Grand Beach is a village in Berrien County of the U.S. state of Michigan. The population was 272 at the 2010 census. The village is within New Buffalo Township on the shore of Lake Michigan near to the Michigan-Indiana border.
Grand Beach was founded by the Grand Beach Company around 1903. It was conceived of partially as a short-stay resort. People would take the Michigan Central Railroad to Grand Beach station, rent small cottages for a day or two, eat in the dining hall (located at the corner of Lakeview and Whitewood), and enjoy bathing and golfing. The town was incorporated in 1934 to allow property owners to retain more control.
Its lakeshore beach has always been important to Grand Beach. An entertainment pier was built out into Lake Michigan and offered dining and dancing in the 1920s. The pier has long since disappeared, though its supporting posts are sometimes visible when the lake levels are low. The Golfmore Hotel was built as a luxury hotel just across the creek in Michiana Shores, Indiana. A footbridge over the creek linked the hotel to the pier area. The hotel was an important part of the social life of the beach in the 1920s, even in the winter when it hosted ski jumping events.
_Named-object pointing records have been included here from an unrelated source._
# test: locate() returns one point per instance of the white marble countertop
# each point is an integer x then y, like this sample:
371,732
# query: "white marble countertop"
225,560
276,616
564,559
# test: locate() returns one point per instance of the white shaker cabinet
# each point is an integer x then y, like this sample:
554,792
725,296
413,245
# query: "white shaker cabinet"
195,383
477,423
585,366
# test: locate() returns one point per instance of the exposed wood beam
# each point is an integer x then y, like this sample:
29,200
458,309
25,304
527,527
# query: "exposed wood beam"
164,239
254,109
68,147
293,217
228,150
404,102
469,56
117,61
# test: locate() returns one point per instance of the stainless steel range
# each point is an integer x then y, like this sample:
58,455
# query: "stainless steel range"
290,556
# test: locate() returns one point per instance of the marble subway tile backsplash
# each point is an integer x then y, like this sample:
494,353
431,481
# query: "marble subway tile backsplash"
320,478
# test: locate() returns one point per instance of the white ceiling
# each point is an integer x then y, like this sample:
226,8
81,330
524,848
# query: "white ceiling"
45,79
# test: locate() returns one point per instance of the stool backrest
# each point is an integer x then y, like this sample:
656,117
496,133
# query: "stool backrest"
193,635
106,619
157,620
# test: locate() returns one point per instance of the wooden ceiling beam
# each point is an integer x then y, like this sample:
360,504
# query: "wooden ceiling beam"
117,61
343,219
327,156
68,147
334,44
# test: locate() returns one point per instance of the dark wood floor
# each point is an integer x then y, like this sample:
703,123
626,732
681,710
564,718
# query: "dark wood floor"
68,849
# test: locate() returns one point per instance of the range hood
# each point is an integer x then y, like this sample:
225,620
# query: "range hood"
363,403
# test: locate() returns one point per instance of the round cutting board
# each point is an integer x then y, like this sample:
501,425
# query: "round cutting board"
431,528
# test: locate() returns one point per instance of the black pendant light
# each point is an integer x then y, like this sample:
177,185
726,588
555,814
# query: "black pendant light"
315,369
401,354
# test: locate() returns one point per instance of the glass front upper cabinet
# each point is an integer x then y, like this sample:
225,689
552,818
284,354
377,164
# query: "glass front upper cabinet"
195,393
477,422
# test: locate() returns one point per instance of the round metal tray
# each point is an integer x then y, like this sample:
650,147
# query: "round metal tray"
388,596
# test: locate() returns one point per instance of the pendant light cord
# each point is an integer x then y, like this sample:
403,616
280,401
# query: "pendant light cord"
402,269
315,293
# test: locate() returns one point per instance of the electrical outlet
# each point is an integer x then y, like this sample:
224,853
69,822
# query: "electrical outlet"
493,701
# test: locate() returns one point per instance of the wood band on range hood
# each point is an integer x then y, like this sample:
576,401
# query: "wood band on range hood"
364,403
The hotel burned down on November 19, 1939.
The public golf course has been an integral part of village life at Grand Beach since its establishment. At one time there were 27 holes, but for many decades the course has been a 9-hole course that runs from the club house down to the village gate and back. In the 1950s the village hall moved from the old dining hall structure on the lake to the newly built golf club house / community center.
Lake levels have had an impact on the focus of village social activities. In the early 1950s and during much of the 1970s lake levels were high and beach frontage minimal. From the mid-80s the beach has been wider and more people have thus been able to enjoy it.
Three Frank Lloyd Wright homes were built in Grand Beach. One of them, the Ernest Vosburgh Summer House (built in 1916) on Ravine Road near Crescent and Royal, still retains much of its original design.
The 1950s brought relative decline as all of Southwest Michigan was bypassed by Chicagoans in favor of more exotic resorts. However, beginning in the 1980s Grand Beach and nearby New Buffalo has undergone a renaissance as a charming, unpretentious, yet accessible resort area. The former Forest Beach YWCA camp was developed as a gated community with multi-million dollar homes, thus giving the area a slightly more upscale image.
In recent decades Grand Beach has probably been most famous because of its association with Chicago's Daley family.